TL;DR: The systemd service manager may optionally maintain a set of file descriptors for each service. Those file descriptors are under control of the service. Storing file descriptors in the manager makes is easier to restart services without dropping connections or losing state.
Since its inception systemd
has supported the socket activation
mechanism: the service manager creates and listens on some sockets (and similar
UNIX file descriptors) on behalf of a service, and then passes them to the
service during activation of the service via UNIX file descriptor (short: fd)
passing over execve()
. This is primarily exposed in the
.socket
unit type.
The file descriptor store (short: fdstore) extends this concept, and allows services to upload during runtime additional fds to the service manager that it shall keep on its behalf. File descriptors are passed back to the service on subsequent activations, the same way as any socket activation fds are passed.
If a service fd is passed to the fdstore logic of the service manager it only
maintains a duplicate of it (in the sense of UNIX
dup(2)
), the fd remains
also in possession of the service itself, and it may (and is expected to)
invoke any operations on it that it likes.
The primary use-case of this logic is to permit services to restart seamlessly (for example to update them to a newer version), without losing execution context, dropping pinned resources, terminating established connections or even just momentarily losing connectivity. In fact, as the file descriptors can be uploaded freely at any time during the service runtime, this can even be used to implement services that robustly handle abnormal termination and can recover from that without losing pinned resources.
Note that Linux supports the
memfd
concept
that allows associating a memory-backed fd with arbitrary data. This may
conveniently be used to serialize service state into and then place in the
fdstore, in order to implement service restarts with full service state being
passed over.
The fdstore is enabled per-service via the
FileDescriptorStoreMax=
service setting. It defaults to zero (which means the fdstore logic is turned
off), but can take an unsigned integer value that controls how many fds to
permit the service to upload to the service manager to keep simultaneously.
If set to values > 0, the fdstore is enabled. When invoked the service may now
(asynchronously) upload file descriptors to the fdstore via the
sd_pid_notify_with_fds()
API call (or an equivalent re-implementation). When uploading the fds it is
necessary to set the FDSTORE=1
field in the message, to indicate what the fd
is intended for. It’s recommended to also set the FDNAME=…
field to any
string of choice, which may be used to identify the fd later.

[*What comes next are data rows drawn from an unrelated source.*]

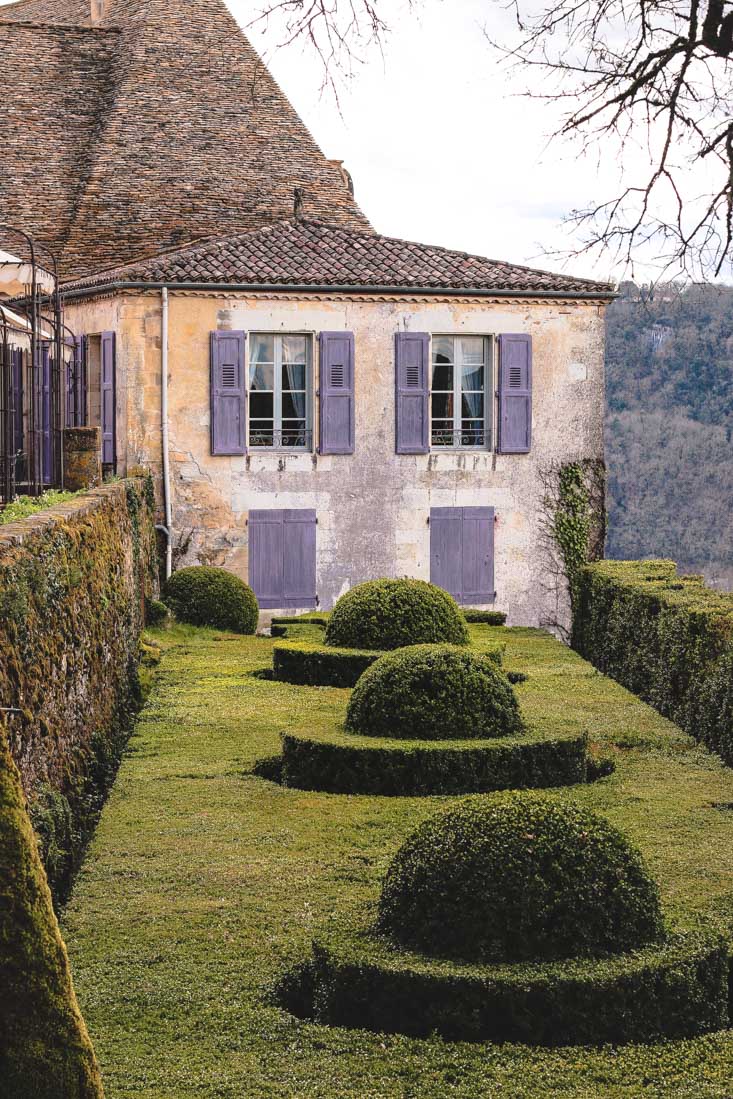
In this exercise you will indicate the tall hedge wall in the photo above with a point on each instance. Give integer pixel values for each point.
(667, 637)
(73, 583)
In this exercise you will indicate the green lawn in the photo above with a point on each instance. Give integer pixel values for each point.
(204, 881)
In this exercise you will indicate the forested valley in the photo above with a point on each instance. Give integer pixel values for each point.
(669, 423)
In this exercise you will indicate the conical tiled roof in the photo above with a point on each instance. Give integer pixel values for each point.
(156, 126)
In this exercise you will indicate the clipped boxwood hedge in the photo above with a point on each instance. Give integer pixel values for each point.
(678, 989)
(484, 618)
(344, 763)
(388, 614)
(434, 692)
(518, 878)
(312, 665)
(204, 596)
(666, 637)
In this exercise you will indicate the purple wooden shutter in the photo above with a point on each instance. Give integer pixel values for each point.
(514, 393)
(108, 396)
(299, 558)
(229, 393)
(462, 553)
(282, 558)
(411, 359)
(445, 552)
(477, 555)
(46, 436)
(336, 392)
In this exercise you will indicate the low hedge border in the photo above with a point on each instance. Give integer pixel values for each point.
(667, 639)
(309, 664)
(344, 763)
(356, 979)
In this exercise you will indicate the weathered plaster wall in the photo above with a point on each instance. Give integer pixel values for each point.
(373, 507)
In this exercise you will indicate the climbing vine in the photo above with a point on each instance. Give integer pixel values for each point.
(574, 528)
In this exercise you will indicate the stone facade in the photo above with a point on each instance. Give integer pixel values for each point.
(373, 507)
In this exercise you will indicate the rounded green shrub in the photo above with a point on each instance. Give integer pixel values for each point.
(520, 877)
(204, 596)
(392, 613)
(434, 692)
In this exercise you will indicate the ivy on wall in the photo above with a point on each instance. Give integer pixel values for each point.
(73, 584)
(573, 524)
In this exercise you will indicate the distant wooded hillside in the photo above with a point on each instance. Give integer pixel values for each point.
(669, 422)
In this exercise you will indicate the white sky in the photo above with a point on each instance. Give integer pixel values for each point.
(441, 146)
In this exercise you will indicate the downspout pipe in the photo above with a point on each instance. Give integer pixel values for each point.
(165, 432)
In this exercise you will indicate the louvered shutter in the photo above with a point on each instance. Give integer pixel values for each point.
(282, 558)
(412, 413)
(108, 373)
(462, 553)
(46, 434)
(514, 393)
(336, 392)
(228, 393)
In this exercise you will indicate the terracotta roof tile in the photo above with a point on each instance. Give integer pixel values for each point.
(311, 254)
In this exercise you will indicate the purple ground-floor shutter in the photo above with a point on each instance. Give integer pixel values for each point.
(282, 557)
(462, 553)
(108, 379)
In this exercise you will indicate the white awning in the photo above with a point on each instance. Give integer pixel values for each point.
(17, 277)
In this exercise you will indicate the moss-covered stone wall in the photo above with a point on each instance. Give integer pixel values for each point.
(73, 586)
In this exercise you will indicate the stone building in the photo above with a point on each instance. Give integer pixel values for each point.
(321, 404)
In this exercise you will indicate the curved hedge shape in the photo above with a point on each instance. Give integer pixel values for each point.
(388, 614)
(45, 1048)
(524, 877)
(312, 665)
(344, 763)
(434, 692)
(204, 596)
(675, 990)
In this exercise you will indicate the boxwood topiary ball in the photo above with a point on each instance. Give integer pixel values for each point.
(206, 596)
(520, 877)
(433, 692)
(392, 613)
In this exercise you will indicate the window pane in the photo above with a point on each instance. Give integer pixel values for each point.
(263, 350)
(262, 377)
(471, 433)
(261, 434)
(293, 376)
(471, 377)
(293, 433)
(293, 406)
(262, 406)
(471, 351)
(442, 406)
(442, 376)
(443, 348)
(442, 433)
(471, 406)
(293, 348)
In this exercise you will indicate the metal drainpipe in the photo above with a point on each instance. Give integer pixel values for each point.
(164, 423)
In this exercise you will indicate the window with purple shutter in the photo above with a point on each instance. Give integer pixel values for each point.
(514, 393)
(229, 393)
(336, 392)
(108, 399)
(462, 553)
(412, 411)
(282, 558)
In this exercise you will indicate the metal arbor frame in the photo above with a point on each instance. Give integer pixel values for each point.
(32, 384)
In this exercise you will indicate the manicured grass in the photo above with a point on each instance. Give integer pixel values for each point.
(203, 883)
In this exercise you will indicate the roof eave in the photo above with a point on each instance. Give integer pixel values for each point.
(337, 289)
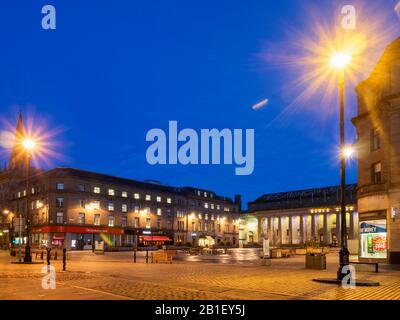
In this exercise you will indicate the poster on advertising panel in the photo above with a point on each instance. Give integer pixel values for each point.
(373, 240)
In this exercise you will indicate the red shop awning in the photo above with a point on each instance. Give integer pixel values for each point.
(156, 238)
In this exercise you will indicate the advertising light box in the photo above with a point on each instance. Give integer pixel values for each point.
(373, 242)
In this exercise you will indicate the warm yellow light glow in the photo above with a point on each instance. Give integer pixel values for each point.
(348, 152)
(340, 60)
(28, 144)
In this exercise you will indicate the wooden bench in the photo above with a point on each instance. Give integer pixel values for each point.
(367, 263)
(161, 256)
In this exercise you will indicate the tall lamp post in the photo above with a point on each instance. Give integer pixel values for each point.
(28, 146)
(339, 61)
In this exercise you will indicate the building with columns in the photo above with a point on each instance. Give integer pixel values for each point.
(378, 144)
(300, 217)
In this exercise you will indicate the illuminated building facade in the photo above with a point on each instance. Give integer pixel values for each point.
(378, 144)
(300, 217)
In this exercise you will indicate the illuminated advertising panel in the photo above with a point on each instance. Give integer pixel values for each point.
(373, 242)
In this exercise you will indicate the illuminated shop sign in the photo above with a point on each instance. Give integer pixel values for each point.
(373, 239)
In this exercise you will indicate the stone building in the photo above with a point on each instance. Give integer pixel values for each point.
(73, 208)
(300, 217)
(378, 143)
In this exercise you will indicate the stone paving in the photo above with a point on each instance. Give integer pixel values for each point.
(117, 277)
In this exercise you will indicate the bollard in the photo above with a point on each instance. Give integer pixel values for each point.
(48, 255)
(64, 259)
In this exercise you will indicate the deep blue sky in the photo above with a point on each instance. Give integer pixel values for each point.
(115, 69)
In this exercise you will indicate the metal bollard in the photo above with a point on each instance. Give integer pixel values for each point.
(48, 255)
(64, 259)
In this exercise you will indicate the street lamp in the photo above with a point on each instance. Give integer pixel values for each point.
(339, 61)
(29, 147)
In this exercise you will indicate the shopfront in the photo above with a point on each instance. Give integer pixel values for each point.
(76, 237)
(373, 240)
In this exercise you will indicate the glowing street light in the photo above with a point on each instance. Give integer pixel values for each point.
(28, 144)
(340, 60)
(348, 152)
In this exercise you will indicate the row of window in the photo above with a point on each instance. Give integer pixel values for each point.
(111, 192)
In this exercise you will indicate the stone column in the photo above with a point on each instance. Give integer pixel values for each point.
(326, 228)
(279, 230)
(312, 227)
(352, 234)
(302, 229)
(290, 226)
(338, 228)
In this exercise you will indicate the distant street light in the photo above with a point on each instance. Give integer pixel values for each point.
(29, 146)
(348, 152)
(339, 61)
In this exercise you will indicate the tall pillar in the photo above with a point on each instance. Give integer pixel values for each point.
(290, 226)
(312, 227)
(270, 230)
(280, 230)
(302, 229)
(326, 240)
(338, 228)
(352, 234)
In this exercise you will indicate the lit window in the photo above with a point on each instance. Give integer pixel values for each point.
(60, 186)
(124, 221)
(96, 205)
(111, 220)
(376, 172)
(59, 202)
(60, 217)
(375, 140)
(96, 220)
(81, 218)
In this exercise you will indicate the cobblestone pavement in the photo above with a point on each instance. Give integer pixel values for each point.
(114, 277)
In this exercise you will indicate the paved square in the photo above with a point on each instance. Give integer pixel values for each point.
(115, 276)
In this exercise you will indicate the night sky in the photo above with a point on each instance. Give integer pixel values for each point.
(112, 70)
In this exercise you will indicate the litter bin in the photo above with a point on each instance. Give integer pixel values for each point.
(316, 261)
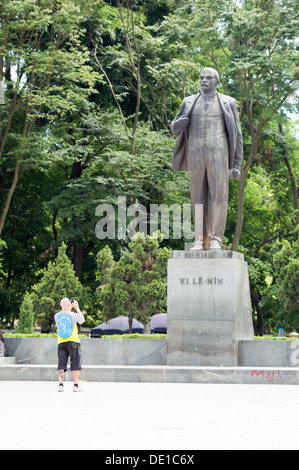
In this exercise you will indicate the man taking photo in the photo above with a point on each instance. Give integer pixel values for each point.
(68, 341)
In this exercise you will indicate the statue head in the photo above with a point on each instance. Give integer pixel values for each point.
(209, 80)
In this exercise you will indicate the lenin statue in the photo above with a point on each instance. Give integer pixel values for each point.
(210, 147)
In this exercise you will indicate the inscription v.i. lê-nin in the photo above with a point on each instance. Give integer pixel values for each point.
(201, 281)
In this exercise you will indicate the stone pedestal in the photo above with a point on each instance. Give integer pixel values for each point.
(209, 308)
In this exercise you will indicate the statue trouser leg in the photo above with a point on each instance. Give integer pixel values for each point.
(199, 193)
(218, 184)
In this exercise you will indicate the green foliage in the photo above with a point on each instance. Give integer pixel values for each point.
(286, 263)
(26, 320)
(138, 281)
(58, 282)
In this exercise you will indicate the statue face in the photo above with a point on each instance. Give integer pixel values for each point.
(208, 80)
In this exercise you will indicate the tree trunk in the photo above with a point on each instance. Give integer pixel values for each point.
(292, 178)
(10, 194)
(78, 251)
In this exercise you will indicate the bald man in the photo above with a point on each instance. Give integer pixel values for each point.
(69, 346)
(210, 147)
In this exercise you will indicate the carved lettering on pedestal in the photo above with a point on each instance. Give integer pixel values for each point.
(200, 281)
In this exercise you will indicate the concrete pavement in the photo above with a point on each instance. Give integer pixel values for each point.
(148, 416)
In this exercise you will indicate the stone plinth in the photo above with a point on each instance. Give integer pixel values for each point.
(209, 308)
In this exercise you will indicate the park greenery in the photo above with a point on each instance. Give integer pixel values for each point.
(90, 89)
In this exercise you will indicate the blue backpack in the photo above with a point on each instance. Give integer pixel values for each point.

Whenever the service is restarted the fds in its fdstore will be passed to the
new instance following the same protocol as for socket activation fds. i.e. the
$LISTEN_FDS
, $LISTEN_PIDS
, $LISTEN_FDNAMES
environment variables will be
set (the latter will be populated from the FDNAME=…
field mentioned
above). See
sd_listen_fds()
for details on receiving such fds in a service. (Note that the name set in
FDNAME=…
does not need to be unique, which is useful when operating with
multiple fully equivalent sockets or similar, for example for a service that
both operates on IPv4 and IPv6 and treats both more or less the same.).
And that’s already the gist of it.
A system service that provides a client-facing interface that shall be able to seamlessly restart can make use of this in a scheme like the following: whenever a new connection comes in it uploads its fd immediately into its fdstore. At appropriate times it also serializes its state into a memfd it uploads to the service manager — either whenever the state changed sufficiently, or simply right before it terminates. (The latter of course means that state only survives on clean restarts and abnormal termination implies the state is lost completely — while the former would mean there’s a good chance the next restart after an abnormal termination could continue where it left off with only some context lost.)
Using the fdstore for such seamless service restarts is generally recommended
over implementations that attempt to leave a process from the old service
instance around until after the new instance already started, so that the old
then communicates with the new service instance, and passes the fds over
directly. Typically service restarts are a mechanism for implementing code
updates, hence leaving two version of the service running at the same time is
generally problematic. It also collides with the systemd service manager’s
general principle of guaranteeing a pristine execution environment, a pristine
security context, and a pristine resource management context for freshly
started services, without uncontrolled “leftovers” from previous runs. For
example: leaving processes from previous runs generally negatively affects
lifecycle management (i.e. KillMode=none
must be set), which disables large
parts of the service managers state tracking, resource management (as resource
counters cannot start at zero during service activation anymore, since the old
processes remaining skew them), security policies (as processes with possibly
out-of-date security policies – SElinux, AppArmor, any LSM, seccomp, BPF — in
effect remain), and similar.
By default any file descriptor stored in the fdstore for which a POLLHUP
or
POLLERR
is seen is automatically closed and removed from the fdstore. This
behavior can be turned off, by setting the FDPOLL=0
field when uploading the
fd via sd_notify_with_fds()
.
The fdstore is automatically closed whenever the service is fully deactivated and no jobs are queued for it anymore. This means that a restart job for a service will leave the fdstore intact, but a separate stop and start job for it — executed synchronously one after the other — will likely not.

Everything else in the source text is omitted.